For our analysis we have used a simplified version of the Productivity Commission’s BP1 reference portfolio using each fund’s growth/defensive split as the measure of risk. We know there is inconsistency in the way funds categorise their assets as growth or defensive, especially in the case of unlisted property and infrastructure, so for the purpose of this exercise we have adopted a ‘normalised’ metric by treating those unlisted assets as 50% growth for all funds. We have, however, accepted each funds’ own categorisation of alternative assets as there is no simple way for us to assess the nature of these portfolios. APRA takes a slightly different approach, classifying unlisted property and unlisted infrastructure as 75% growth and alternatives as 50% growth.
For each MySuper product we have constructed a reference portfolio by combining the growth and defensive assets shown in Table 3 in proportions that match our normalised growth/defensive assessment for that product each year. This includes lifecycle products where the reference portfolios used for each year reflects the average level of growth assets over the year, which for certain lifestages changes quite significantly over a 5-10 year period.
Note: The 35% hedging level for international shares is close to the median in our asset allocation surveys in recent years.

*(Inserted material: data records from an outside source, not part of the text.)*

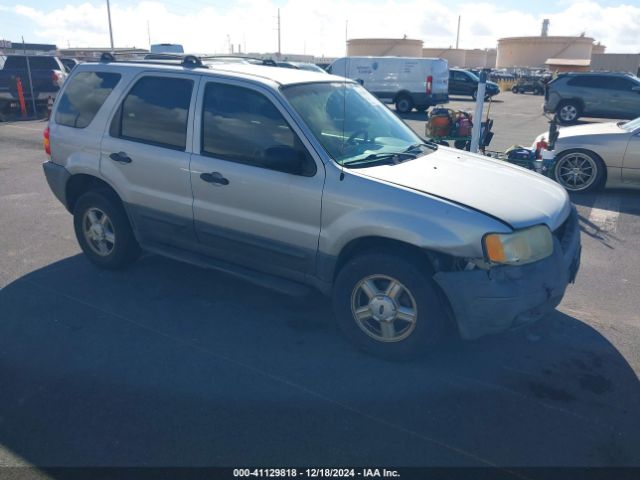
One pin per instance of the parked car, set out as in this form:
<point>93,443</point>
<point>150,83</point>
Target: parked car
<point>530,84</point>
<point>598,94</point>
<point>407,82</point>
<point>47,72</point>
<point>596,155</point>
<point>296,180</point>
<point>463,82</point>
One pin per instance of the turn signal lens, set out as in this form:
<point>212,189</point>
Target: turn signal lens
<point>520,247</point>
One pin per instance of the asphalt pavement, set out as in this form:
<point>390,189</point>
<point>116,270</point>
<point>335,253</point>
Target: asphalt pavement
<point>166,364</point>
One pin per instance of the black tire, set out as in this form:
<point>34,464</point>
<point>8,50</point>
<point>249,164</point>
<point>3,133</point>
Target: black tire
<point>588,162</point>
<point>568,112</point>
<point>429,325</point>
<point>124,249</point>
<point>404,104</point>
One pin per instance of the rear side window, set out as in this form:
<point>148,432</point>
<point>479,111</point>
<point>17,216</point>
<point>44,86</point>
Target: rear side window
<point>15,62</point>
<point>590,81</point>
<point>83,97</point>
<point>155,112</point>
<point>44,63</point>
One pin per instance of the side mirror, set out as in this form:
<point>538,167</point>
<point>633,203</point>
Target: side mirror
<point>283,158</point>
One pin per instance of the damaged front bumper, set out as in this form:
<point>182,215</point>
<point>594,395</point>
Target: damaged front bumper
<point>505,297</point>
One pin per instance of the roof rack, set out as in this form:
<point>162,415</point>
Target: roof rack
<point>188,61</point>
<point>255,60</point>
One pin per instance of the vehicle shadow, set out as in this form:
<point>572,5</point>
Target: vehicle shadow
<point>612,202</point>
<point>165,364</point>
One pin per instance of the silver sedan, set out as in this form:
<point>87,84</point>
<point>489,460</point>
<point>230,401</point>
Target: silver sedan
<point>596,155</point>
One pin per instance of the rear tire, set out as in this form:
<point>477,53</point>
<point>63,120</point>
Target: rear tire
<point>387,306</point>
<point>404,104</point>
<point>103,230</point>
<point>579,171</point>
<point>567,112</point>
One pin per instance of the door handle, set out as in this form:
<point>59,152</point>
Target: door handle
<point>214,177</point>
<point>120,157</point>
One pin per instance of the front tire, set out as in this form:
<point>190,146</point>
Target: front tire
<point>103,230</point>
<point>404,104</point>
<point>387,306</point>
<point>579,171</point>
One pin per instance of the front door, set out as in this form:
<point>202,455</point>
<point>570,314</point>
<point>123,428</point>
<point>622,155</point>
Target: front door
<point>250,208</point>
<point>146,153</point>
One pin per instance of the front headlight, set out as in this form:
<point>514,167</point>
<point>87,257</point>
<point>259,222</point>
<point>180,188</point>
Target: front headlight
<point>520,247</point>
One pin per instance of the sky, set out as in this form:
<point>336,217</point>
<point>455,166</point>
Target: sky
<point>314,27</point>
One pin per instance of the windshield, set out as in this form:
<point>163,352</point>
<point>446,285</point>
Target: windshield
<point>631,125</point>
<point>351,124</point>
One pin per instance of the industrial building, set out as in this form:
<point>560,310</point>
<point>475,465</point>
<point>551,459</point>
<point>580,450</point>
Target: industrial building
<point>515,52</point>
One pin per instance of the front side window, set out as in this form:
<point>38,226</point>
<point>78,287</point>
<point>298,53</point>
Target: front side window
<point>242,125</point>
<point>83,97</point>
<point>350,123</point>
<point>155,111</point>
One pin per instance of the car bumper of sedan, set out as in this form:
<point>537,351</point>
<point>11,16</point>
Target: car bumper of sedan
<point>506,297</point>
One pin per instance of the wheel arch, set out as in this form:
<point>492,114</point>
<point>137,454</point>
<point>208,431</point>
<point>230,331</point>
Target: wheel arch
<point>81,183</point>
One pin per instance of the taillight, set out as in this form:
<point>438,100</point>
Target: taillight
<point>47,145</point>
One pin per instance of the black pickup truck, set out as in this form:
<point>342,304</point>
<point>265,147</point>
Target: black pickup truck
<point>48,75</point>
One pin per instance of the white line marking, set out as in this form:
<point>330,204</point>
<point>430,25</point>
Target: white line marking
<point>605,212</point>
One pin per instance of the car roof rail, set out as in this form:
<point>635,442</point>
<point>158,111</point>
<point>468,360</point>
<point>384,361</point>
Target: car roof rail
<point>187,61</point>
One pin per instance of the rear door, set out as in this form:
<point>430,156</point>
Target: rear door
<point>631,162</point>
<point>246,210</point>
<point>625,102</point>
<point>146,153</point>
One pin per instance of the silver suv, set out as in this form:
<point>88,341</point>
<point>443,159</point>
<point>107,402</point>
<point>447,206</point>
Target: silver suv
<point>597,94</point>
<point>293,179</point>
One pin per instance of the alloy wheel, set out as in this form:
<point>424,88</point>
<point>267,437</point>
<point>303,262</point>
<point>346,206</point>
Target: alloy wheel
<point>384,308</point>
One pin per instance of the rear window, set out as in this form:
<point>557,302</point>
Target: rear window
<point>83,97</point>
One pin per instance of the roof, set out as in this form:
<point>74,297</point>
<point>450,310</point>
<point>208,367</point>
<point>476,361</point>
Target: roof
<point>573,62</point>
<point>260,73</point>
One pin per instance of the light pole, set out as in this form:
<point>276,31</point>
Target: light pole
<point>110,30</point>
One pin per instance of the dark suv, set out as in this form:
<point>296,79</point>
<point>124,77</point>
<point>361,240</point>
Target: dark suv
<point>601,95</point>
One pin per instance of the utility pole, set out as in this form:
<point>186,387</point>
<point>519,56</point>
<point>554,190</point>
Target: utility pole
<point>279,52</point>
<point>110,30</point>
<point>33,99</point>
<point>346,38</point>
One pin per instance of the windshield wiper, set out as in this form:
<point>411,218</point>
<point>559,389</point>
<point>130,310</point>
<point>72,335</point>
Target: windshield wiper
<point>415,146</point>
<point>391,158</point>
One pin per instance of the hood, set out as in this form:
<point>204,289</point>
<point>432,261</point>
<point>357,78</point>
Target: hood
<point>512,194</point>
<point>591,129</point>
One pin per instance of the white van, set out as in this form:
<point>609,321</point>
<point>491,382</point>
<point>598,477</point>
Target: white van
<point>406,81</point>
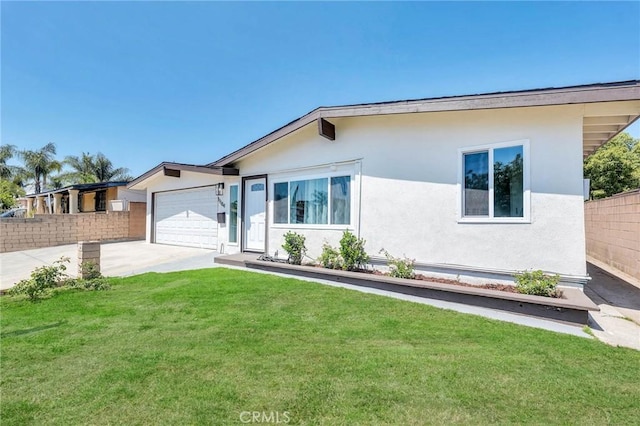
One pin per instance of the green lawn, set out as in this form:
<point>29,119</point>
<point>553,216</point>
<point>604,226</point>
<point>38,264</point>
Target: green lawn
<point>201,347</point>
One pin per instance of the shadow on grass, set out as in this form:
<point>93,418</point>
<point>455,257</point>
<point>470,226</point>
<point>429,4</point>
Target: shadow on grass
<point>31,330</point>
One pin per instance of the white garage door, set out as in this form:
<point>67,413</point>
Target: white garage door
<point>187,218</point>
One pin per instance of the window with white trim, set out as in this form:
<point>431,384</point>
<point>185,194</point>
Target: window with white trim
<point>233,214</point>
<point>494,182</point>
<point>320,201</point>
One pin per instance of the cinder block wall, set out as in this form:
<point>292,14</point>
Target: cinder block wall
<point>613,231</point>
<point>53,230</point>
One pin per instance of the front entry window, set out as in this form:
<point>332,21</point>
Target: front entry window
<point>319,201</point>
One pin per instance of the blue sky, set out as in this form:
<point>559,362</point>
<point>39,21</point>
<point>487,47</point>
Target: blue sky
<point>146,82</point>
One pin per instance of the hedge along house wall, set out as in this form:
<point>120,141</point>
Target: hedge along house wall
<point>54,230</point>
<point>612,227</point>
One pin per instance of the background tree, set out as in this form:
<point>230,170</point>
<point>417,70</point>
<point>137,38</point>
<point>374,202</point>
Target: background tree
<point>40,163</point>
<point>614,167</point>
<point>105,171</point>
<point>89,168</point>
<point>83,169</point>
<point>9,192</point>
<point>6,152</point>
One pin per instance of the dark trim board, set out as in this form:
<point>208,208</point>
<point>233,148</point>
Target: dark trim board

Compared to the reference portfolio that APRA is using in its Heatmap analysis, there is no difference in the defensive asset composition and the only difference in the growth asset composition is the hedging percentage on international shares (we have used 35% versus APRA’s 50%). Our tax assumption is the most significant difference from APRA’s methodology where the effective tax rate is built up from tax assumptions for individual asset sectors. APRA assumes a zero tax rate for Australian shares and either 14% or 15% for all other asset sectors. We have used the tax rates from ASIC’s MoneySmart website for portfolios with different levels of growth assets, increased by 0.5% p.a. as we believe ASIC’s tax rates are a little low (but this difference makes negligible difference to the overall results).